Question M0 Decision Human reviewd
Offset unit UTF-16 code units
Line endings Normalize to \n
Empty document One empty line
Final newline Creates empty final line
Position base Zero-based
Range style Half-open [start, end)
Multi-line ranges Allowed
Empty ranges Allowed
Overlapping edits Rejected
Multiple edits Applied against original snapshot
Undo Return inverse edits, manage history elsewhere
Versioning Yes
Storage Start simple, test against future piece table

Spec

This specification is about compatibility with established standards and specifications. im going to lean as close to the Microsoft Language Server Protocol (LSP) specifications, specifically version 3.18, as possible.

Position

Positions are represented using zero-based line and character indexes to align with the coordinate conventions defined by the LSP. A position is not a character. It is a location where a cursor can exist. There are 4 valid positions in cat, for example |c|a|t|. Note how the cursor sits between characters, not on top of them. Positions must be represented by actual coordinates; sentinel values are not supported.

Offset Units

Character offsets are represented as UTF-16 code units. This aligns with JavaScript's native string representation and the default position encoding used by the Language Server Protocol (LSP).

LSP 3.17+ supports multiple encodings, but UTF-16 remains the default and backwards-compatible encoding.

Worth exploring for future optimizations

later problem not an mvp porblem

Plain Array / String (baseline), Rope, Line Array / Array of Lines, Gap Buffer, and Piece Table as solutions.

Objectives

This is a large, but focused research effort with defined objectives.

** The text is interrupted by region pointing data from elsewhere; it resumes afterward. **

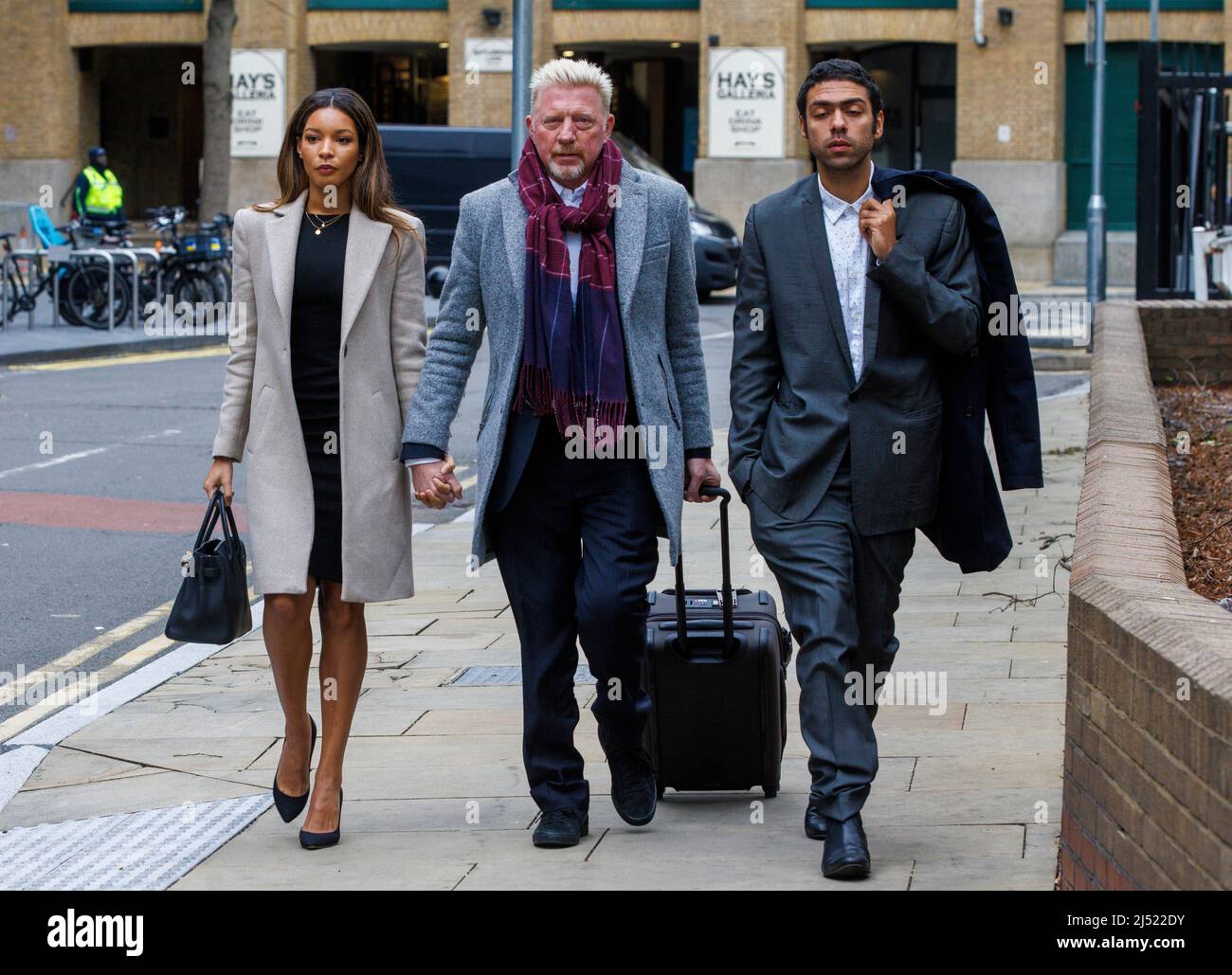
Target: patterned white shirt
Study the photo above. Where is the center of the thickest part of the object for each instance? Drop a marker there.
(849, 254)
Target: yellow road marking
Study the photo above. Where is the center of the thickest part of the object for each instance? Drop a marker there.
(86, 683)
(136, 357)
(79, 655)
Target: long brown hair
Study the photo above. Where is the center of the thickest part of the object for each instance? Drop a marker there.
(371, 185)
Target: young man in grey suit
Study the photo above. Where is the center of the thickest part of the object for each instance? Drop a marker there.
(582, 270)
(845, 305)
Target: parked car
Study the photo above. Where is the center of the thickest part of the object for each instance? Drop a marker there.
(434, 167)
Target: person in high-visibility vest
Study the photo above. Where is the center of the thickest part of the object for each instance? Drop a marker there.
(98, 193)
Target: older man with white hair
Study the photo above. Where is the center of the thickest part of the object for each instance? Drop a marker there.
(595, 423)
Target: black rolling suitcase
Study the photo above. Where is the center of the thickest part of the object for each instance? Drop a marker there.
(716, 671)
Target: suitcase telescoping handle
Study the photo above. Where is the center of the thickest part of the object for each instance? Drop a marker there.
(725, 497)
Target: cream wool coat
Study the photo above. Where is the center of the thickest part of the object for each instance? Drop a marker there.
(382, 351)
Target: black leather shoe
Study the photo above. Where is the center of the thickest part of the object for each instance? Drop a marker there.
(292, 805)
(846, 850)
(635, 792)
(316, 841)
(814, 822)
(561, 827)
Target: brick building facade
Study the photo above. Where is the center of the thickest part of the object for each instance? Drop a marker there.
(82, 72)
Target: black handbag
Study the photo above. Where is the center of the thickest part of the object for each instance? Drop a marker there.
(212, 605)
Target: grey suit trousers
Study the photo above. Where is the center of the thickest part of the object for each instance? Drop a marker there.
(839, 593)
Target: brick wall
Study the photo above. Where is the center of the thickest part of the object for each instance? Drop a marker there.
(1187, 340)
(1147, 797)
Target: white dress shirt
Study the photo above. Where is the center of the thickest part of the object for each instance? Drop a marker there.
(849, 254)
(571, 238)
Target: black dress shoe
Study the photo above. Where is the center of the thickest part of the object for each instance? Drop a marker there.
(814, 822)
(292, 805)
(846, 848)
(561, 827)
(316, 841)
(635, 790)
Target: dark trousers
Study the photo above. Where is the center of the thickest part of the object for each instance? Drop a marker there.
(839, 593)
(577, 550)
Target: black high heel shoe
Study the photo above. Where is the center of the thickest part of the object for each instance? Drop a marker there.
(292, 805)
(316, 841)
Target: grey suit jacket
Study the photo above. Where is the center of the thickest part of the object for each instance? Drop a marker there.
(796, 403)
(656, 284)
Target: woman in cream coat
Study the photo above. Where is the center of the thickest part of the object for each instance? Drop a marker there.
(331, 274)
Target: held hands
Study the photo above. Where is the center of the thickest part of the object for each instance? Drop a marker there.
(700, 470)
(221, 477)
(878, 225)
(435, 484)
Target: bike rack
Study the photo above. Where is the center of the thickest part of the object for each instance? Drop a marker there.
(132, 254)
(4, 280)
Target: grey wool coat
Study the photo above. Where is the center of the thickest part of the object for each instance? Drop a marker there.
(656, 288)
(383, 325)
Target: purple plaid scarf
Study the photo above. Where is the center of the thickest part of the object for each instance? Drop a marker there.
(573, 353)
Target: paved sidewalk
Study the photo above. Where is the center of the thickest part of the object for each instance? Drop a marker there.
(435, 794)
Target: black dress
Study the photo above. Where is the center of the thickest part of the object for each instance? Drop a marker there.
(316, 340)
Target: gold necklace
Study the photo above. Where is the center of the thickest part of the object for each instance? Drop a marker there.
(323, 225)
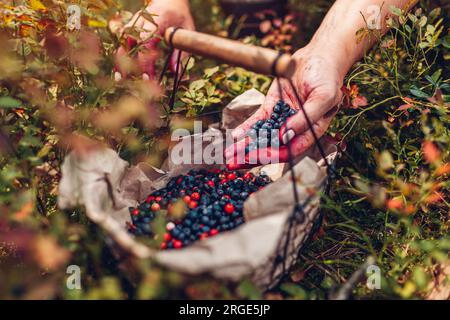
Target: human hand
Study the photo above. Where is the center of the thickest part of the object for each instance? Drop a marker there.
(318, 80)
(166, 14)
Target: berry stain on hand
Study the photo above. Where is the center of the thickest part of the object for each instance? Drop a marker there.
(261, 133)
(214, 201)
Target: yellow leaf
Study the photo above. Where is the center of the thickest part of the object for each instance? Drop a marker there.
(37, 5)
(96, 23)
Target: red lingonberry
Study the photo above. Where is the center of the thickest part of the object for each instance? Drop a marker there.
(248, 175)
(155, 207)
(195, 196)
(186, 199)
(229, 208)
(177, 244)
(167, 236)
(231, 176)
(192, 204)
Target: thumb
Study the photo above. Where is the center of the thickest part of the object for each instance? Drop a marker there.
(317, 105)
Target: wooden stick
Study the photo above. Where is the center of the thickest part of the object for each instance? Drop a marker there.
(257, 59)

  • Be able to comprehend each text buffer data structure, document known pros/ cons with sources
  • test correctness, invariants, API shape, and workload realism
  • Publish the pros and cons found during benchmark testing (to a blog on this repo)
  • Implement buffer data structure for rawmark
  • Which algo is the best for the use-case? (Be able to explain pros/cons of each in conversation, and writing)

Reading Materials

Implementation Examples

Notes

  • Note to self; these are called text buffer data structures or text sequence representations, not algorithms.